償却原価で測定する金融資産は、当初認識時に公正価値にその取得に直接起因する取引費用を加算して測定しております。また、当初認識後は実効金利法に基づく償却原価で測定しております。
(b) その他の包括利益を通じて公正価値で測定する金融資産
償却原価で測定する金融資産に分類されずに公正価値で測定することとされた金融資産のうち、売買目的ではない資本性金融商品への投資については、当初認識時に公正価値の事後的な変動をその他の包括利益を通じて測定することを選択しております。
その他の包括利益を通じて公正価値で測定する金融資産は、当初認識時に公正価値にその取得時に直接起因する取引費用を加算して測定しております。また、当初認識後は公正価値で測定し、その事後的な変動をその他の包括利益として認識しております。
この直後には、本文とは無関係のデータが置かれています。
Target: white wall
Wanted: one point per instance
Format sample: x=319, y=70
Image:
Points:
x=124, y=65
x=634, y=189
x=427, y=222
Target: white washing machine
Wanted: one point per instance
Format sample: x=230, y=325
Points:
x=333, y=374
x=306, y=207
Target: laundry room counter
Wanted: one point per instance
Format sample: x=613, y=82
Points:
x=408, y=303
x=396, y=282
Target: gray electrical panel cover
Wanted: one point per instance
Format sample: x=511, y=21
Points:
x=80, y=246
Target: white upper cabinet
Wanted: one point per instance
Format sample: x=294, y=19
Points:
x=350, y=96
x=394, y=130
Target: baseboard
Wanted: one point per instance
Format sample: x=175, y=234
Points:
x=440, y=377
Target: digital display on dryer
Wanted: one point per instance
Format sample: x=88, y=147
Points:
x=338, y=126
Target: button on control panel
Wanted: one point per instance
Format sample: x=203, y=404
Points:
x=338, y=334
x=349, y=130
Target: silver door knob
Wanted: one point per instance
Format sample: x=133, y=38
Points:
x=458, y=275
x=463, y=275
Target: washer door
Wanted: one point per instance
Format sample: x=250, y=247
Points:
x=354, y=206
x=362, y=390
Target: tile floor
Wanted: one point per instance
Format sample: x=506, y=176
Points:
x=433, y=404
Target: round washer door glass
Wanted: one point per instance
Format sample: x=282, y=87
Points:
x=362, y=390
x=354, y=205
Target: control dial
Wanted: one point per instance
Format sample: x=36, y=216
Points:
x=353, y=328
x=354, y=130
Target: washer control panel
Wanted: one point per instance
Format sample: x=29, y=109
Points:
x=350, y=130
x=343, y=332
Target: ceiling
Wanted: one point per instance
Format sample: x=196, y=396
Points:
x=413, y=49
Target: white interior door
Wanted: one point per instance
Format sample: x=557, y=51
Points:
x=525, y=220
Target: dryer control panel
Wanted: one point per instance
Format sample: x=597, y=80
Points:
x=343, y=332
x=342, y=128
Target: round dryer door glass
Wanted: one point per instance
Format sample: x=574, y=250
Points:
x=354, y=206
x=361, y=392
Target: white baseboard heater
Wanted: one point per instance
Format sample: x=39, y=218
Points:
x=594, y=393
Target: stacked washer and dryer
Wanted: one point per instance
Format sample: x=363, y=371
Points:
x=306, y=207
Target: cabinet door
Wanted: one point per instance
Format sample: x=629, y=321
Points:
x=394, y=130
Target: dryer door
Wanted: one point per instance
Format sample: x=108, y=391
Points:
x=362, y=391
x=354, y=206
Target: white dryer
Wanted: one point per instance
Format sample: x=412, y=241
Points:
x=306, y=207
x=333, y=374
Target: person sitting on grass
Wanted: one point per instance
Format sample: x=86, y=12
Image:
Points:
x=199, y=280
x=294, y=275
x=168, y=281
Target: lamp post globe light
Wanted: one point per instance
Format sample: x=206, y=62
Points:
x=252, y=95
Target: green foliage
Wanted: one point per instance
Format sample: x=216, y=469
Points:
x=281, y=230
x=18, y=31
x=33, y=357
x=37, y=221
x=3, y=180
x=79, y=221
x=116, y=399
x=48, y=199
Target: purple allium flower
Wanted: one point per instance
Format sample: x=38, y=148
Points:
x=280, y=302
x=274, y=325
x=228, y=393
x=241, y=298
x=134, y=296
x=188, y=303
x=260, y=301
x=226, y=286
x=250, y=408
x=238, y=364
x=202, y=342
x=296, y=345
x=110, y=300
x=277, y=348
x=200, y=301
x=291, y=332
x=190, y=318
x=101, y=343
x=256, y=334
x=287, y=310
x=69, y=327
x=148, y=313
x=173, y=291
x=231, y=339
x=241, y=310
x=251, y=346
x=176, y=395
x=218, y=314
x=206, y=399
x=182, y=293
その他の包括利益として認識した金額は、認識を中止した場合、その累計額を利益剰余金に振り替えており、純損益には振り替えておりません。なお、配当については純損益として認識しております。
② 金融負債
金融負債はその当初認識時に純損益を通じて公正価値で測定する金融負債及び償却原価で測定する金融負債に分類しております。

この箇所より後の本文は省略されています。